Vladimir Putin and Donald Trump will meet for the 3rd time on 11 November in Paris at a gathering for the 100th anniversary of the end of the First World War. There will likely be a discussion of new sanctions against Russia, but no substantive agreements are expected. Trump’s National Security Advisor John Bolton has suggested Russia could participate in the strategic containment of China — but this has few advantages for the Kremlin.
- The meeting will take place after the U.S. midterm elections, in which the Republicans are widely expected to lose control of the House of Representatives, and just two weeks before the moment when Trump is due to introduce new sanctions against Russia. According to the law, the president must choose 3 of the 6 sanctions options presented to him. These could include very harsh measures like a complete ban on trade with Russia and stopping Russia’s national carrier Aeroflot from making U.S.-bound flights.
- Putin and Trump will almost certainly talk about sanctions, but this will hardly be on the official agenda. More likely, they will discuss nuclear arms control, according international relations expert Vladimir Frolov, although a mutually beneficial outcome is difficult to imagine. The U.S. has already announced it is withdrawing from the 1987 Intermediate-Range Nuclear Forces Treaty (INF) and expressed its reluctance to renew another pillar of arms control, the 2010 New Start agreement, when it expires in 2021. The nuclear question is a particularly sensitive one for Moscow as it is the only thing that allows Russia to claim the title of superpower. Moreover, Washington’s recent strident rhetoric on this topic gives little room for successful negotiations.
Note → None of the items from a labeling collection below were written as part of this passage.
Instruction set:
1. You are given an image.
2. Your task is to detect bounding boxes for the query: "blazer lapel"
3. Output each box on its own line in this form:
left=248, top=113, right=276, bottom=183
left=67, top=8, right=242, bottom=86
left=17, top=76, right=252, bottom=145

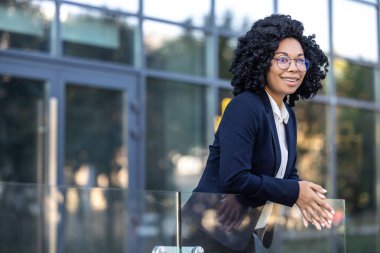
left=260, top=91, right=281, bottom=176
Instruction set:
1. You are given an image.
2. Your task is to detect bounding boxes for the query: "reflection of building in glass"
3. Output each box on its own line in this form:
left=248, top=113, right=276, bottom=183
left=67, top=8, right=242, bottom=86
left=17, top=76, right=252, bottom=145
left=0, top=0, right=380, bottom=252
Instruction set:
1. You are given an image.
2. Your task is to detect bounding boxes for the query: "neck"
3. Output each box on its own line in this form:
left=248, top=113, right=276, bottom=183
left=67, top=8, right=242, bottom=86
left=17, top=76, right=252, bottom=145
left=265, top=88, right=285, bottom=108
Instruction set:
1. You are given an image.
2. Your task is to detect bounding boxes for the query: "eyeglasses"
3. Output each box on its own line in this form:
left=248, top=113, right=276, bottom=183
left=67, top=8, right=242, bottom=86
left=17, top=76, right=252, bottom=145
left=273, top=56, right=310, bottom=72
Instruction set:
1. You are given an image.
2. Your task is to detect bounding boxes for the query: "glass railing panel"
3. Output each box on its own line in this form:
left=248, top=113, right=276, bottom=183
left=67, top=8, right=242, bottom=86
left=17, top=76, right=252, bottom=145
left=0, top=183, right=346, bottom=253
left=0, top=183, right=179, bottom=253
left=181, top=193, right=346, bottom=253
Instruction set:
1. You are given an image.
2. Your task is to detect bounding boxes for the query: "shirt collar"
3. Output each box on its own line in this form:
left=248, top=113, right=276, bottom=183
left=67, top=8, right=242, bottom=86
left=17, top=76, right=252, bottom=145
left=265, top=91, right=289, bottom=124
- On Friday, Trump’s National Security Advisor John Bolton said the U.S. would like to discuss with Russia the threats posed by China. This is an old idea of the Republican establishment, which sees China, not Russia, as the real strategic adversary for the U.S. — but in reality there is zero chance that Moscow will act against China, according to Alexander Gabuev, an expert on China at the Carnegie Center in Moscow.
Why the world should care
Russian foreign policy experts are sure the exit of the U.S. from the INF Treaty will trigger an asymmetrical response from Moscow, although what this could be remains just guesswork. In Paris, even if Trump and Putin manage to look like they are cooperating on something it will help lessen the diplomatic tension between the two countries.